2.根据权利要求1所述的一种糖蛋白固相富集耦合质谱检测的系统,其特征在于,所述多孔氧化硅材料采用酰肼基团修饰。
3.根据权利要求1或2所述的一种糖蛋白固相富集耦合质谱检测的系统,其特征在于,经酰肼基团修饰的所述多孔氧化硅材料的孔径小于等于10μm。
4.根据权利要求1或2所述的一种糖蛋白固相富集耦合质谱检测的系统,其特征在于,经酰肼基团修饰的所述多孔氧化硅材料的水滴接触角大于等于20度。
5.根据权利要求1所述的一种糖蛋白固相富集耦合质谱检测的系统,其特征在于,所述质谱仪包括电喷雾型质谱仪或激光解析电离型质谱仪。
6.一种糖蛋白固相富集耦合质谱检测的方法,其特征在于,包括以下步骤:
步骤1:合成酰肼基团修饰的多孔氧化硅材料;
步骤2:在生物样品中,加入所述步骤1中经酰肼基团修饰的多孔氧化硅材料;
步骤3:收集下层固体相,即所述经酰肼基团修饰的多孔氧化硅材料;
步骤4:清洗所述步骤3中收集到的所述下层固体相,加入蛋白酶进行酶解;
步骤5:进行质谱分析。
7.根据权利要求6所述的一种糖蛋白固相富集耦合质谱检测的方法,其特征在于,所述步骤1中采用后嫁接法合成酰肼修饰的所述多孔氧化硅材料。
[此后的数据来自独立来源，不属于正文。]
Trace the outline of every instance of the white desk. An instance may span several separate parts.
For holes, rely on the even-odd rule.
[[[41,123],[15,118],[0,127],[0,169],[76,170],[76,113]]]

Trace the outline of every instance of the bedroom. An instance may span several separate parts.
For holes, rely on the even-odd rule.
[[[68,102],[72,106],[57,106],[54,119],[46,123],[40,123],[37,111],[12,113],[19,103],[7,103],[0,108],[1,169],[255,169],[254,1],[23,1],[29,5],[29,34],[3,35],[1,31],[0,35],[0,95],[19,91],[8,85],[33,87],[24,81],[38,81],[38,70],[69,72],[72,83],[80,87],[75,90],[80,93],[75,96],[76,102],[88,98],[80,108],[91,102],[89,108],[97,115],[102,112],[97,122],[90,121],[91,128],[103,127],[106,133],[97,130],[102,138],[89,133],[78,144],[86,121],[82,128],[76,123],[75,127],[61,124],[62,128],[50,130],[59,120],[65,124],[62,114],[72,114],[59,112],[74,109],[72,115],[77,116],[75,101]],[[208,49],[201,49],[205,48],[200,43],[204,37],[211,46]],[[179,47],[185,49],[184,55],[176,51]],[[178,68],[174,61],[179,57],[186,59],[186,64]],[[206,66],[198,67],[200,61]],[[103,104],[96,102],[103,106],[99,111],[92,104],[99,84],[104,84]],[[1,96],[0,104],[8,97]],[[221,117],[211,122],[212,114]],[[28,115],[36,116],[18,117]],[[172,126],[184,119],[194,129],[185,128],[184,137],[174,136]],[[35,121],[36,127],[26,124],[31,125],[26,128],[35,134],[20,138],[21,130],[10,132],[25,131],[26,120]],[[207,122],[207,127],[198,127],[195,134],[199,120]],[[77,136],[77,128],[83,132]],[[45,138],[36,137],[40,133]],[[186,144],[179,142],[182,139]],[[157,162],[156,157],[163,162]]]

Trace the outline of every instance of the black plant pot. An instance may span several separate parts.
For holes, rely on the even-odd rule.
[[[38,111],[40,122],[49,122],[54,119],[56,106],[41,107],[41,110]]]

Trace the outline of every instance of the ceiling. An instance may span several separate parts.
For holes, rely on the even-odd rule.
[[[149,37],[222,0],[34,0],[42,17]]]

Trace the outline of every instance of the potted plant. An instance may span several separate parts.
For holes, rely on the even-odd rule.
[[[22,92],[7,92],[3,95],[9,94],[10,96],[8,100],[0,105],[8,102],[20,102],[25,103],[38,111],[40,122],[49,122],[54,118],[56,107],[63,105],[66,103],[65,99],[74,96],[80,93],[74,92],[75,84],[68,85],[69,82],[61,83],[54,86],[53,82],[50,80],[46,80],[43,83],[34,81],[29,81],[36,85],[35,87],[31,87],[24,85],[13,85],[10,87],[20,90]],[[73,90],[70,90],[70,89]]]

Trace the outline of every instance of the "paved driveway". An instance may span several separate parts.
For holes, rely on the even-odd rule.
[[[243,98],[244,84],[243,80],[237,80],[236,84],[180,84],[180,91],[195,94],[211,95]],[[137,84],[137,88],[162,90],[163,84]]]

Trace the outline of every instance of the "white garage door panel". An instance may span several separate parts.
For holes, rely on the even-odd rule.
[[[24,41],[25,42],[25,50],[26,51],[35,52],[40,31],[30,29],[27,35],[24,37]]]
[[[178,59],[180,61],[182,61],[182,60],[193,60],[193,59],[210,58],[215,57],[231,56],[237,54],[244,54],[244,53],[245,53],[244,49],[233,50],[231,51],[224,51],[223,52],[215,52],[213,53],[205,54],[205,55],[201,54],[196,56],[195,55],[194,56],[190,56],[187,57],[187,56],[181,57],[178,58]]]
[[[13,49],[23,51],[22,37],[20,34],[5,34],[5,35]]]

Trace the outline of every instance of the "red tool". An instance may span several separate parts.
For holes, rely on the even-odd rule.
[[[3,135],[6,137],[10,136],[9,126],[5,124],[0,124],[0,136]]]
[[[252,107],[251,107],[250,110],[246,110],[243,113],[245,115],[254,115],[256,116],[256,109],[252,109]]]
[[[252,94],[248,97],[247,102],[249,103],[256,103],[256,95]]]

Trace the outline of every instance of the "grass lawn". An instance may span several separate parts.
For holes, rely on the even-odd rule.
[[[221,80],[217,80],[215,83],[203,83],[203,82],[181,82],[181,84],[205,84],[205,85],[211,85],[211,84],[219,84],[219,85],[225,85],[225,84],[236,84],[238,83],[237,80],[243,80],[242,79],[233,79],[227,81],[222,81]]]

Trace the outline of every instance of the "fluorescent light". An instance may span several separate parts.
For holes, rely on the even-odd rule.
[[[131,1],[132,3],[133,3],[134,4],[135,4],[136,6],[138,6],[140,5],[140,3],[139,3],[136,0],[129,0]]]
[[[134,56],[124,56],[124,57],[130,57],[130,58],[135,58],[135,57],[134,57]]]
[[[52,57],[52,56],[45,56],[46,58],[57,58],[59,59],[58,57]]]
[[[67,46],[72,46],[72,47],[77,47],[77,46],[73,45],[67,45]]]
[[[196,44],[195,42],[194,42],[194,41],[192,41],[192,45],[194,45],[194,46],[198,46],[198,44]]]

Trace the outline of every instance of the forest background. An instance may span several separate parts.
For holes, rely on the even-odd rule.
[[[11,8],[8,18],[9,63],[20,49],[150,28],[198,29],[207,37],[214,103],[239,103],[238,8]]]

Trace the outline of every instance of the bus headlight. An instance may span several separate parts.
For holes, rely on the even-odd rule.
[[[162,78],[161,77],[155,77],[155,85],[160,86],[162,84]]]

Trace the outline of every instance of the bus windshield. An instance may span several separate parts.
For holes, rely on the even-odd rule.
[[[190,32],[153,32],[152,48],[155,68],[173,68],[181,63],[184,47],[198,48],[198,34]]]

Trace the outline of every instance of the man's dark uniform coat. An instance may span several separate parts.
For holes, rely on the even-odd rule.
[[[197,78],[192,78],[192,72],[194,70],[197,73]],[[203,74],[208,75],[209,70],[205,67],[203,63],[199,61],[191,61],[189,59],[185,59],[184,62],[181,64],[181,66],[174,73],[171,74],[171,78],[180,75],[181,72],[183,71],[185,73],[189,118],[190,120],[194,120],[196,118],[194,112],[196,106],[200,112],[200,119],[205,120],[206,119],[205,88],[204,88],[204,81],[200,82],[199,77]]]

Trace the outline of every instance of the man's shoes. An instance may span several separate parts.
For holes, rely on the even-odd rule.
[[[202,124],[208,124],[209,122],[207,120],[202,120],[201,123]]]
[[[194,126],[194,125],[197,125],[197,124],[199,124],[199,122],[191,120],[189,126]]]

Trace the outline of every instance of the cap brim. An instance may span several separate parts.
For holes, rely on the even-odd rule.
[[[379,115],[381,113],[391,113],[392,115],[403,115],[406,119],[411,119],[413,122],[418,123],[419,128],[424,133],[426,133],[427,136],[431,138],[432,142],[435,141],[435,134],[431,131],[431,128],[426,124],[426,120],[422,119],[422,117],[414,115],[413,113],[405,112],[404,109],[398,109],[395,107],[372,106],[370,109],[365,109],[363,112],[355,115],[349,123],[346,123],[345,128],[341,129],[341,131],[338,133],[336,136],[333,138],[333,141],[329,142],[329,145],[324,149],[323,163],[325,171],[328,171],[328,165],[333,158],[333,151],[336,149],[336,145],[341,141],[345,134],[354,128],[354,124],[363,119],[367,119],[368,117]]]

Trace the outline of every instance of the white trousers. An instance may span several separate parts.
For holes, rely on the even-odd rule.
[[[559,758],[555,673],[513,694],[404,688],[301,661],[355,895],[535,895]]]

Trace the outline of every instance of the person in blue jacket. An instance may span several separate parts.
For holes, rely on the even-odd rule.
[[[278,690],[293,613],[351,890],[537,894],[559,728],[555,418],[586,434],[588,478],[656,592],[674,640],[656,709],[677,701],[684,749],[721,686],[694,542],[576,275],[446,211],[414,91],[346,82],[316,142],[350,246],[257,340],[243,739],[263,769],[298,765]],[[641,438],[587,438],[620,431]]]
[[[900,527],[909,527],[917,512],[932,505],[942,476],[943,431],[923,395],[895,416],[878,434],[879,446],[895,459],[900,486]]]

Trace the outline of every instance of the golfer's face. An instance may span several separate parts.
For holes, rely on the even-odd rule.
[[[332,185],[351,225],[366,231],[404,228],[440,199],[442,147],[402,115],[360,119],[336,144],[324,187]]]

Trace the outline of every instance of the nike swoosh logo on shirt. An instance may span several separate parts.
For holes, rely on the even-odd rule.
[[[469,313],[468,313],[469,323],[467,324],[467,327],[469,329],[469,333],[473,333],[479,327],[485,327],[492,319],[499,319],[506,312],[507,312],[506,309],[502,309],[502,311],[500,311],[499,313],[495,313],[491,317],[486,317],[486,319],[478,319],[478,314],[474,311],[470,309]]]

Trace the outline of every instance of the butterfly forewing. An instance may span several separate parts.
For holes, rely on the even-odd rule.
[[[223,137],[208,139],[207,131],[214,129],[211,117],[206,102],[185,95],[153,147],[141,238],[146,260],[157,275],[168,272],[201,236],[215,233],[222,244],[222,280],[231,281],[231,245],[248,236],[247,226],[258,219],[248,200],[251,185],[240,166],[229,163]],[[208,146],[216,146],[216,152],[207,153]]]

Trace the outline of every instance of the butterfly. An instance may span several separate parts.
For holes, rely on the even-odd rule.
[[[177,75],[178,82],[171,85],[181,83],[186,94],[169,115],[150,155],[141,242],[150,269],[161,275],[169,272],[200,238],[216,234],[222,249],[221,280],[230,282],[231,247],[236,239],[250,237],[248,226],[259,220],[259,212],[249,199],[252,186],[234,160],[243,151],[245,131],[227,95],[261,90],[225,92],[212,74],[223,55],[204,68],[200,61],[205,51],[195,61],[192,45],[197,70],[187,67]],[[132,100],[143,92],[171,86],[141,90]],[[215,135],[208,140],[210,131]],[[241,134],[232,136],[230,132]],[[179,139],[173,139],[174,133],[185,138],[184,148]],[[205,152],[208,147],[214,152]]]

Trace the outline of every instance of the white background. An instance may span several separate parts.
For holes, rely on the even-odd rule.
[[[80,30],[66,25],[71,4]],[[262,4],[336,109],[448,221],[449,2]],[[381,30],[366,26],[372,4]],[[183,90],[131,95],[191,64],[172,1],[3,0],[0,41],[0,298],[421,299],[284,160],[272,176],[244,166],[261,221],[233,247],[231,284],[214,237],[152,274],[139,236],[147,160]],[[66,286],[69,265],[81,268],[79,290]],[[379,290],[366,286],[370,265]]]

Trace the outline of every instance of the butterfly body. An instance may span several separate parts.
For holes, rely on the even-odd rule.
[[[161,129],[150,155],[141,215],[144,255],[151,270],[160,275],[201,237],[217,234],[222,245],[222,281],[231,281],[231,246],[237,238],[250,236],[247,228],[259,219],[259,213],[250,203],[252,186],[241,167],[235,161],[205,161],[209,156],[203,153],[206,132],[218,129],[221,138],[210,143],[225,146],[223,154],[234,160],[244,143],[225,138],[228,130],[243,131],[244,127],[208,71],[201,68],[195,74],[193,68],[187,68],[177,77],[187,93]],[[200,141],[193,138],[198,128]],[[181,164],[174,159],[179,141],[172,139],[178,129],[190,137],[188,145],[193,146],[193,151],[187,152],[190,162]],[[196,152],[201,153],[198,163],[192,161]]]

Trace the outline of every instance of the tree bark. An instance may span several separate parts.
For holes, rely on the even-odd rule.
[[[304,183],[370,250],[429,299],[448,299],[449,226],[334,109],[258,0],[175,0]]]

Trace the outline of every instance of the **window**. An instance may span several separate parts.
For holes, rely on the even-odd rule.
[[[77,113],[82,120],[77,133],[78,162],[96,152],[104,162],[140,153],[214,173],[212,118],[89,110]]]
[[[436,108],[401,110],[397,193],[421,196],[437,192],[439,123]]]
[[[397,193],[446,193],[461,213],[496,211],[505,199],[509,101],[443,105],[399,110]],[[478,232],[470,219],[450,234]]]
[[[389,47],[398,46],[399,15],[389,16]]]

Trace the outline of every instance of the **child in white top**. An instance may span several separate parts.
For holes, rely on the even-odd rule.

8.根据权利要求6所述的一种糖蛋白固相富集耦合质谱检测的方法,其特征在于,所述步骤2中所述生物样品的浓度为0.001mg/mL~100mg/mL,体积小于100mL。
9.根据权利要求6所述的一种糖蛋白固相富集耦合质谱检测的方法,其特征在于,所述步骤4中酶解溶液的pH值范围为4~11,温度范围为20~50℃。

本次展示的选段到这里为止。